Born of the union of 2 Linux based platforms – Intel’s Moblin and Nokia’s Maemo – is the MeeGo, an open source operating system. Thankfully, they didn’t try to marry the names: Mablin or Moemo! MeeGo is expected to be ready by Q2, 2010 and we will actually see it in devices later this year.
The good thing here is that developers having to conform to one operating system less. Devices running MeeGo will be able to access both Nokia’s Ovi Store and Intel’s AppUp Centre. Application developers are being given the Qt development environment to create apps which they can market on either storefront.
MeeGo will run on all sorts of devices – not just mobiles and computers. What the two companies are talking about is it being the OS for netbooks, tablet PCs, and even next generation TVs and in-vehicle infotainment systems. Watch a video of the announcement here.

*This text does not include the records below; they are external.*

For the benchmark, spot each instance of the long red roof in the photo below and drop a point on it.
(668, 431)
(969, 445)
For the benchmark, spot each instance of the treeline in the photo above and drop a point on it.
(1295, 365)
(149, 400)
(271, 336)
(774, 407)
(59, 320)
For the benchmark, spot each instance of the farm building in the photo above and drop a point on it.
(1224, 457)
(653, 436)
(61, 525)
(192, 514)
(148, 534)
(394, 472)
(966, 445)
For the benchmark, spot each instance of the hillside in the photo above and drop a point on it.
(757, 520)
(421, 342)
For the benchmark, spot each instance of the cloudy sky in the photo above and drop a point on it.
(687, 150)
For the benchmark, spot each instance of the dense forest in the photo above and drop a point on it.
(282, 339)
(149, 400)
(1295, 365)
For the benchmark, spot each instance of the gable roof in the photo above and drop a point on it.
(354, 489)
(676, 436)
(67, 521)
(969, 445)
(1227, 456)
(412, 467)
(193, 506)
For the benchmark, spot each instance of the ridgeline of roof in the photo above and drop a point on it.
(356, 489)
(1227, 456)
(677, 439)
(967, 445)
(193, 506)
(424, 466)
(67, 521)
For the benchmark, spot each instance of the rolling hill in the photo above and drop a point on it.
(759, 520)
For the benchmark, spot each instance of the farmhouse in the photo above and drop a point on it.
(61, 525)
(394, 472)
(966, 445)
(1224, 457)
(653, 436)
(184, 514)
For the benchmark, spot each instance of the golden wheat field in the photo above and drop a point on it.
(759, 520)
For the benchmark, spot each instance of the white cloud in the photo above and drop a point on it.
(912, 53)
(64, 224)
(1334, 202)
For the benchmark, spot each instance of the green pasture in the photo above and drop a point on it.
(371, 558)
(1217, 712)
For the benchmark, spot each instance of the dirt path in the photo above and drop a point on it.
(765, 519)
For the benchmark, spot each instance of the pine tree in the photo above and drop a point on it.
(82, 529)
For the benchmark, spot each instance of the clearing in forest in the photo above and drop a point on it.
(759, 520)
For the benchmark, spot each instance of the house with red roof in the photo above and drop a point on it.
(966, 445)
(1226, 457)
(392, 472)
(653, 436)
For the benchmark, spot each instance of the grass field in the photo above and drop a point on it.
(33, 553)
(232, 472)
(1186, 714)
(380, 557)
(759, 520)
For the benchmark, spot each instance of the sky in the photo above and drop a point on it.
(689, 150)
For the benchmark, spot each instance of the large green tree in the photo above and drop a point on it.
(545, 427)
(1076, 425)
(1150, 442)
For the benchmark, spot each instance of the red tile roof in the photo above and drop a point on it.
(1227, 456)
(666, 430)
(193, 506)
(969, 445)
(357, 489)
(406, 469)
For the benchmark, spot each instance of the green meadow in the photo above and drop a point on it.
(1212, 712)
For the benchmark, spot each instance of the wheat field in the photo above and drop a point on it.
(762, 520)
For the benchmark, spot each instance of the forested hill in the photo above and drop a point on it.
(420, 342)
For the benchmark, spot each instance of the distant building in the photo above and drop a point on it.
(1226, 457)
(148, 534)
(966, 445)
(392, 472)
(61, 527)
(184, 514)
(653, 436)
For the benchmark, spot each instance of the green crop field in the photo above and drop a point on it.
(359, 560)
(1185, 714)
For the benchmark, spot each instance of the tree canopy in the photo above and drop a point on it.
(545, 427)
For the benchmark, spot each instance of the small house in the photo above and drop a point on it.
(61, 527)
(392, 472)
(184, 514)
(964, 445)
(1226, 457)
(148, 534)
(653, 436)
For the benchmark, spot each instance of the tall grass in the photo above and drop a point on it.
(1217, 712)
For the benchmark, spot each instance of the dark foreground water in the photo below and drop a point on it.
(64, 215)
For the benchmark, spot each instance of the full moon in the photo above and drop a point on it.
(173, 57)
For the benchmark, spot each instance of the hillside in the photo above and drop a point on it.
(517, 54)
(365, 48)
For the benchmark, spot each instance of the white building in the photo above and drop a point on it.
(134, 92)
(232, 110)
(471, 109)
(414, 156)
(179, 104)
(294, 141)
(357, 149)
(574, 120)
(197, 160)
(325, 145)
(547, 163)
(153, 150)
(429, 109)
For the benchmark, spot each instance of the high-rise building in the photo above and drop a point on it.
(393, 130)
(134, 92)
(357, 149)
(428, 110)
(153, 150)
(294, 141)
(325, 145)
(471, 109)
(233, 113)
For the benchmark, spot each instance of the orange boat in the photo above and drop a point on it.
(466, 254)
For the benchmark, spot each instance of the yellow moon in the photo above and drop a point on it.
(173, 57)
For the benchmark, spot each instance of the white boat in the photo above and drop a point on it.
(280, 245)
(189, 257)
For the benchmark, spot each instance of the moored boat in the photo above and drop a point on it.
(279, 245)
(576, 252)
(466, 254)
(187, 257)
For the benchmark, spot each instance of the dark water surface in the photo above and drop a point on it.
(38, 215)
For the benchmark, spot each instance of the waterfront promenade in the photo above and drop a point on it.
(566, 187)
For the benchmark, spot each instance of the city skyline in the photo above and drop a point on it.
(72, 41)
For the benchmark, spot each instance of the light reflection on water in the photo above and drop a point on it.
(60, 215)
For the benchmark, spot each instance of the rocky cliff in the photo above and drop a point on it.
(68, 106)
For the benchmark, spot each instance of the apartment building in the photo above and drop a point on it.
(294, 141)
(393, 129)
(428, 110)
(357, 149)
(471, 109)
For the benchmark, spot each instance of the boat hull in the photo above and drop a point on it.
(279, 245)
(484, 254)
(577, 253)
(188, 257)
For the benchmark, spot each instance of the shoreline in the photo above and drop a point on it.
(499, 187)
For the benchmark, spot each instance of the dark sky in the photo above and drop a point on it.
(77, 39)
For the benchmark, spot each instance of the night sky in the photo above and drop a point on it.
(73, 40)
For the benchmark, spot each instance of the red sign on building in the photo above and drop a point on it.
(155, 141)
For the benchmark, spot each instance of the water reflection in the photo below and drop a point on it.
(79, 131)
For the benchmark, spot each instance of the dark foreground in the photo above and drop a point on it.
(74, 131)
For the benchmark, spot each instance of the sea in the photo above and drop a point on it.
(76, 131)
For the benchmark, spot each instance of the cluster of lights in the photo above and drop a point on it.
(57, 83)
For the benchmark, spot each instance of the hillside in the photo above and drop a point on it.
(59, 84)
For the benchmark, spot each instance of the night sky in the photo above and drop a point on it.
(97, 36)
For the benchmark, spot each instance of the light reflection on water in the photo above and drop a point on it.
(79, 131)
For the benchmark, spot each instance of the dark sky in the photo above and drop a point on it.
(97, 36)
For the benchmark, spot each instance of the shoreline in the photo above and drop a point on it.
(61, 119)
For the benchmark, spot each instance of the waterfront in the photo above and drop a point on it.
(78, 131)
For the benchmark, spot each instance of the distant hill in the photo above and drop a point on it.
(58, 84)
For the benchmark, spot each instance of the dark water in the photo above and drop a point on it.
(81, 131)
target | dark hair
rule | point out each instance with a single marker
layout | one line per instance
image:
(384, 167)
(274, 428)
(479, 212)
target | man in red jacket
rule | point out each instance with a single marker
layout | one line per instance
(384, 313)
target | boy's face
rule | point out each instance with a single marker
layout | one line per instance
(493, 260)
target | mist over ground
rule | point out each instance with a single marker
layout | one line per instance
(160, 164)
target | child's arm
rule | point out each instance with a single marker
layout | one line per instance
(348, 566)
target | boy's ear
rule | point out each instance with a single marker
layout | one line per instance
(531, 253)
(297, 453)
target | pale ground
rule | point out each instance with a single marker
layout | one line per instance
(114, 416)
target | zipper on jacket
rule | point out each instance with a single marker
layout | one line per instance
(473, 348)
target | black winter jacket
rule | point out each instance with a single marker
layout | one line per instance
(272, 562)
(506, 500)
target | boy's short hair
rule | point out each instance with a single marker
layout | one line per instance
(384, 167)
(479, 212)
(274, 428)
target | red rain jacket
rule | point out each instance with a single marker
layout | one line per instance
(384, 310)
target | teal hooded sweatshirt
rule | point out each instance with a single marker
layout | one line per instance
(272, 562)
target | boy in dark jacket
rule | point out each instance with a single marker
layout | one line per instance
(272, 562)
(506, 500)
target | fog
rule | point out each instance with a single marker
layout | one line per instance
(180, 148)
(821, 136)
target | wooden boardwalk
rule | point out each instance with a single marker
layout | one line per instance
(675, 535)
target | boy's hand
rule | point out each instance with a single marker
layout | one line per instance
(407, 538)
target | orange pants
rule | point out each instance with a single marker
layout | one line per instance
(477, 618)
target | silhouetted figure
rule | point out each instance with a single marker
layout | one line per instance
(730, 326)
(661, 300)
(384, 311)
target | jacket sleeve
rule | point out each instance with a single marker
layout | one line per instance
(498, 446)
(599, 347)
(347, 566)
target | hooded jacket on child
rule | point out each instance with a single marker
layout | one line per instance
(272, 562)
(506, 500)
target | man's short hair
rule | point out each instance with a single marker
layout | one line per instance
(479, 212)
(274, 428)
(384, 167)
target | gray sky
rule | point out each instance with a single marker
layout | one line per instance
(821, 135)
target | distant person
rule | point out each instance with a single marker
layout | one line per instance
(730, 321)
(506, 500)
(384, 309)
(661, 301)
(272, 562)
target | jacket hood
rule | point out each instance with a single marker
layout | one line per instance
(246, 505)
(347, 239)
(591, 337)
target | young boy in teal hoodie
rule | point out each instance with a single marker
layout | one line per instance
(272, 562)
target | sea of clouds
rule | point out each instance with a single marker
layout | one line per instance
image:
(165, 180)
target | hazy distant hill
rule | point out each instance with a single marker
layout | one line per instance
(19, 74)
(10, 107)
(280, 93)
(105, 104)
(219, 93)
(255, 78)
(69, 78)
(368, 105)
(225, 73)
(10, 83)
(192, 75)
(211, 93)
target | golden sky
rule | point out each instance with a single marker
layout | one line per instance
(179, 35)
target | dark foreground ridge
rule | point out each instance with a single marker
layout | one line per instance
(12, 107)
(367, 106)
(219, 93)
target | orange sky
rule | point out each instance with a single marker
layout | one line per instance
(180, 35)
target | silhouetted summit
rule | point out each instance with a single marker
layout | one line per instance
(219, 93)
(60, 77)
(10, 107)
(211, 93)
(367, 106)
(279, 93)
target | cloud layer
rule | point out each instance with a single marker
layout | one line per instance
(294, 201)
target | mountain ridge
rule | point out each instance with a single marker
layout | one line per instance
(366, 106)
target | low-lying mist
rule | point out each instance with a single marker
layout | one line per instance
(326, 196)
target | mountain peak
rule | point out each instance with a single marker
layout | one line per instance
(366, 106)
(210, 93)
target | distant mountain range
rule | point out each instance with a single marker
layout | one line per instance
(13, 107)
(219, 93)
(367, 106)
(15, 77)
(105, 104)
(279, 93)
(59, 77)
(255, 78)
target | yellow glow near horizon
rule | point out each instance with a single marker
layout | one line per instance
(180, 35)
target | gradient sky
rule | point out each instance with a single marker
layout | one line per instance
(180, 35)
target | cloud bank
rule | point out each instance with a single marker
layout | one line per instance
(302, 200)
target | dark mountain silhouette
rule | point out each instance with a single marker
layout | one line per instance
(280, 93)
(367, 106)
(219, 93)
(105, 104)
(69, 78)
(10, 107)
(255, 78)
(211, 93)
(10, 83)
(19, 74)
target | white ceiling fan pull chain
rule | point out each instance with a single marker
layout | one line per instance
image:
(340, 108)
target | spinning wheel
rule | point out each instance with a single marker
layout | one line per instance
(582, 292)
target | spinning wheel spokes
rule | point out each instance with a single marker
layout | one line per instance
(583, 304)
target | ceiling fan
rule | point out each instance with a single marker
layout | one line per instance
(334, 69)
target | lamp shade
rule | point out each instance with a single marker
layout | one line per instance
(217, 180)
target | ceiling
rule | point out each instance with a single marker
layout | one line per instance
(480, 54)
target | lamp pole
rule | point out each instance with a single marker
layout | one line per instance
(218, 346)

The firms have pledged support for developers at their forums – Forum Nokia and the Intel Atom Developer Program. But developers do not seem to be very happy with MeeGo: comments on its website include one that says “This must be a joke, right?” and another which demands to know, “where is the example to show Meego power or benefits? what is new in Meego and what is the advantage over other platforms?”
Symbian^3 To Be On Devices In Q3
The Symbian Foundation launched Symbian^3 an entirely open source platform. As of February 4, 2010, Symbian Foundation converted the platform to an open source license. It doesnt look like much from the screenshots, but to be fair it is not completed yet. S^3 is expected to be “feature complete” by the end of Q1. The company claims some major upgrades have been made to the OS and they do sound good:
- HDMI support (High-Definition Multimedia Interface) which enables users to plug their phone into a TV and watch a high-definition movie at 1080p quality without a Blu-ray player.
- Music store integration embedded within the radio enables users to identify a song and learn more about it. The addition of a “buy now” button, which links with the user’s chosen music store, makes purchasing easy.
- More efficient memory management and the ability to run even more applications simultaneously
- A new 2D and 3D graphics architecture delivers a faster and more responsive user interface. Combined with industry-standard OpenGL ES, the new architecture also claims to be better for high performance gaming.
- The networking architecture is 4G ready and supports more network-dependent applications and Internet services like VoIP and media content streaming.
- One-click connectivity for all applications greatly simplifies the process of connecting to the Internet, without interrupting the user.
- New global settings allow the user to configure platform-wide behaviour, for example ensuring the device automatically switches from cellular to WLAN when a free WLAN network is available.
- Usability enhancements such as a direct single tap and gestures such as “pinch-to-zoom” have been enabled.
- The Homescreen supports multiple pages of widgets and a simple flick gesture to move between them.
Lee M. Williams, Executive Director of the Symbian Foundation, said, “Now that it is fully open source, the door is open to individual contributors, device creators and third-party developer companies, as well as other organizations, to create more compelling products and services than ever before. We are now looking to build on this momentum and remain on course to complete S^4 later this year.” The developer experience has been greatly improved, the company claims.